Deriving the elemental composition from a molformula in pgchem::tigress

pgchem::tigress can generate molecular formulae like C3H6NO2- from chemical structures.

But what if we need access to the elemental composition as a relation, e.g:

elementcount
C 3
N 1
O 2

Fortunately, PostgreSQL is awesome:

CREATE OR REPLACE FUNCTION elemental_composition(molformula TEXT)
  RETURNS TABLE(element TEXT, count INTEGER) AS
$BODY$
DECLARE token TEXT[];
DECLARE elements TEXT[];
BEGIN
elements := ARRAY['C','N','O','P','S','Cl']; --expand as needed
molformula := REPLACE(REPLACE(molformula,'-',''),'+','');

FOREACH element IN ARRAY elements LOOP
count := 1;
token := REGEXP_MATCHES(molformula, element || '[\d?]*');

IF (token[1] IS NOT NULL) THEN
    token :=
REGEXP_MATCHES(token[1],'[0-9]+');
        IF (token[1] iS NOT NULL) THEN
            count := token[1]::INTEGER;
        END IF;
RETURN NEXT;
END IF;
END LOOP;
RETURN;
END;
$BODY$
  LANGUAGE plpgsql IMMUTABLE STRICT
  COST 1000;


SELECT * FROM elemental_composition('C3H6NO2-');

And that's it. Did I already mention that PostgreSQL is awesome? :-)

5 comments:

  1. You can do this without writing a function, or you could wrap the SQL in a function without PL/pgsql.

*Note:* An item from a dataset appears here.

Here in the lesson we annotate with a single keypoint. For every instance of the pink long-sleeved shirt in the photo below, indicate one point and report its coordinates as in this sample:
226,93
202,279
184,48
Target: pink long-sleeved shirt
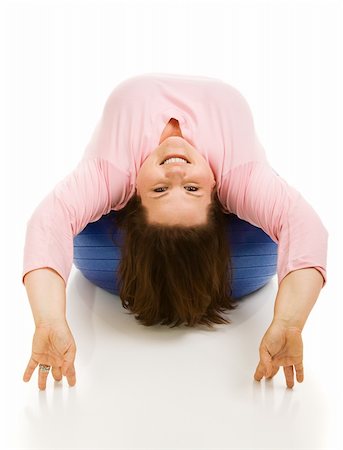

The orignal was indented, but I don't know what blogspot will do to it.

    SELECT
    (regexp_split_to_array(pair,' '))[1] AS element,
    (regexp_split_to_array(pair,' '))[2] AS count
    FROM
    regexp_split_to_table( /* Split elemens and counts into a table */
    regexp_replace( /* Inject spaces between element and count */
    regexp_replace( /* Inject commas between elements */
    regexp_replace( /* Normalize element counts with 1s */
    'C3H6NO2',
    '([A-Za-z])([A-Z])',
    $$\11\2$$,
    'g'
    ),
    '([[:digit:]]+)(.)',
    $$\1,\2$$,
    'g'
    ),
    '([^[:digit:]])([[:digit:]])',
    $$\1 \2$$,
    'g'
    ),
    ','
    ) AS elements(pair);

    ReplyDelete
    Replies
    1. Whoa, cool.

      This approach has the benefit of recognizing all element types, without needing a list of 'allowed' atoms. However it does not remove charges (easy to fix), if the last atom has no count it evaluates the count to NULL instead of 1, and speed wise I can measure no difference between the two.

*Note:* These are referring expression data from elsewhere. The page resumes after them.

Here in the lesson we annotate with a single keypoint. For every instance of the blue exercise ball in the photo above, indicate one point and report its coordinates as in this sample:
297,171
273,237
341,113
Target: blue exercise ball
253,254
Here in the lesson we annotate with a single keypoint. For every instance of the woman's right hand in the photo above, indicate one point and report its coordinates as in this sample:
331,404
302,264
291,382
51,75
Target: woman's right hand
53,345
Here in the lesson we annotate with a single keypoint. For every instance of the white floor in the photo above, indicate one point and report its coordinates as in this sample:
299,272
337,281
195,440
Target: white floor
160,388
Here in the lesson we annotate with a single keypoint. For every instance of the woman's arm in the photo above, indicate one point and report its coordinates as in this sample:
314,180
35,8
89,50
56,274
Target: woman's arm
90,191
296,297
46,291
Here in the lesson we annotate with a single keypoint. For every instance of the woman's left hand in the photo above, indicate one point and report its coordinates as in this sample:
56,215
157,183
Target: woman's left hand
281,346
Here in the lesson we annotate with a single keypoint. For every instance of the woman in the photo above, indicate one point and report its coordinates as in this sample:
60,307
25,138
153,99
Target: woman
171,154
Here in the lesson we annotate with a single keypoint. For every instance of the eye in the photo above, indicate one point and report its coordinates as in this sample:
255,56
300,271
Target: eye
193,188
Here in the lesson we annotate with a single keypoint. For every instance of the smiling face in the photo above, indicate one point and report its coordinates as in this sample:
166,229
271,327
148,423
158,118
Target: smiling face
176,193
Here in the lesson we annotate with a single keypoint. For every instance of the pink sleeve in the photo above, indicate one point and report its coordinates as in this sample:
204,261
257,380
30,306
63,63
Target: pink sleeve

      So since some poor guys in operations may have to take a look at this too, I stay with the function for readability, albeit the Kung-Fu factor of your pure SQL solution is way higher of course. :-)

      Delete
    2. To fix that problem, replace

      '([A-Za-z])([A-Z])',

      with

      '([A-Za-z])([A-Z])?',

      If you want to stick with enumerating every element, you should at least include all known elements... but of course then it breaks when a new one is discovered. With proper indentation and trivial knowledge of regex it's really not hard to figure out what David's code is doing...

      Delete
    3. Damn blogger ate my reply. :(

      If you indent David's code properly and have a small understanding of regex then it's really not hard to figure out what the code is doing.

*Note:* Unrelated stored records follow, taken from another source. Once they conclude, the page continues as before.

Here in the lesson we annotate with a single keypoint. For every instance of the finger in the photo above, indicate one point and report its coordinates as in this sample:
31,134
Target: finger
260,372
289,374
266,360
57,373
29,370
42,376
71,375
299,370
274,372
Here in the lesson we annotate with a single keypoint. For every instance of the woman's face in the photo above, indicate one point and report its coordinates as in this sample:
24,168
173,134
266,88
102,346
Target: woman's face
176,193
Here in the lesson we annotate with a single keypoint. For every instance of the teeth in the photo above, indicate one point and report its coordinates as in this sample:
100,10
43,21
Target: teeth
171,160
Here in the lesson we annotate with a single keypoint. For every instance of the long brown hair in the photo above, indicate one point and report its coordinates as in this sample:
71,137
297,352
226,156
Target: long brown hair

      To fix the bug, replace

      '([A-Za-z])([A-Z])',

      with

      '([A-Za-z])([A-Z])?',

      Delete
    4. "Damn blogger ate my reply. :(" And I should check my waiting comments more often. :-(

      "To fix the bug, replace"

      Indeed it does. Unfortunately it also does this now:

      'C3H6NO2' ->

      C 13
      H 16
      N 1
      O 2

      which is wrong.

      It also counts elements that do not exist:

      'C3H6NO2X' ->

      C 13
      H 16
      N 1
      O 2
      X 1

      So, having a whitelist of valid elements might come in handy. (In this particular case, it was also an application requirement.)

      And then, chemists might show up with something like this: 'CH3COOH'

      Or 'D2O' should be recognized as 'H2O' anyway.

      The tigress does not generate such formula but since they are perfectly valid, users might. This is easier to intercept in a function I guess.

      Delete